Trégua – Duda Abelenda

enquanto você dorme e o vento embaraça o teu cabelo em tranças mal feitas pelo sopro do ar-condicionado, uma mosca decide pousar entre os teus sinais desenhados em pedra de dominó, eu a abano e penso: como gosto de você. as nuvens patinam pelo céu azul royal e os pássaros voam coreografados sem destino com vista para um mar tão cansado que se arrasta entre ondas preguiçosas para se debruçar na praia. um pai, com o protetor solar, desenha bigodes de gato no rosto da sua garotinha – com olhos tão famintos por um algodão doce quanto os de um gato por um pires de leite. examino a temperatura do sol numa tentativa inútil de o encarar de frente. olhando para cima, o calor me desafia e a luz forte me faz baixar a cabeça e perceber conchas escondidas na areia amarelada da praia, é quando paro e penso no quanto gosto de você. os automóveis se queixam da desordem humana, falam alto num coro de motores e buzinas desafinados, a rádio gagueja entre uma estação e outra. o menino do sinal, sapateando no asfalto quente, joga água no meu vidro, o limpador do para-brisa, quebrado, espirra o excesso pro carona do carro ao lado, o sinal, indeciso, troca mais uma vez de cor; eu já estou em movimento quando paro e penso no quanto gosto de você. a senhorinha na calçada tem pressa para alcançar a parada antes que o ônibus dê partida, quase tropeça em sua própria bengala; o motorista do ônibus tem pressa para chegar na garagem, quase avança o sinal deixando a senhorinha para trás; a moto que vem da rua transversal tem pressa para um destino que desconheço, e faz o motorista do ônibus frear no sinal, e faz a senhorinha subir no ônibus, e me faz parar e pensar – sem pressa – no quanto gosto de você. agora, estou aqui, já não sei das moscas, praias, automóveis, crianças ou senhorinhas; é neste instante, caída sobre teu corpo, que tudo ao redor silencia para se tornar uma multidão de nós duas, entre versos escritos e gemidos, onde só é possível ouvir e sentir, dentro de um abraço, o som do teu coração batendo forte no meu peito.

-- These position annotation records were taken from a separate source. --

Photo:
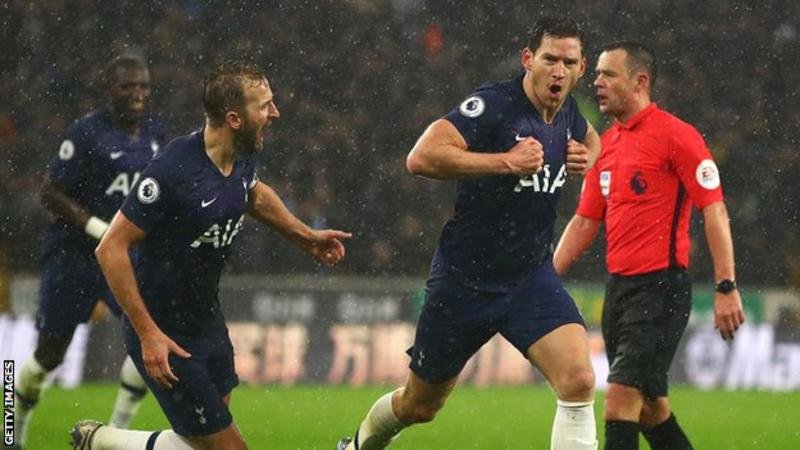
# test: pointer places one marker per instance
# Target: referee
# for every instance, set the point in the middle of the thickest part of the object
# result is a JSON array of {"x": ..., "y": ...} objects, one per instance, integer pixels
[{"x": 653, "y": 167}]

12 thoughts on “Trégua – Duda Abelenda

  1. E meus olhos já não querem mais enxergar caminhos que não te encontram. Tudo é pouco diante da infinidade de vida que nos aguarda. Pra sempre, ao teu ladinho. :*

  2. É encatandor como cada palavra escrita expressa uma emoção. Um poema com seu jeito único de transmitir sensações incríveis que me faz parar, ler, ler mais uma vez e, a cada vez que chego ao fim me deixo suspirar. Poema lindo, bem escrito e simplesmente gostoso de se ler.
    Que jamais lhe falte inspiração para continuar escrevendo poemas e encantar e apaixonar a todos que os leem, assim como eu.
    Um grande abraço.

    • Kinderllyne, que feedback mais lindo. Obrigada pelo carinho, é muito gratificante saber que nossa literatura pode proporcionar emoções tão fortes nas pessoas. Um cheiro grande!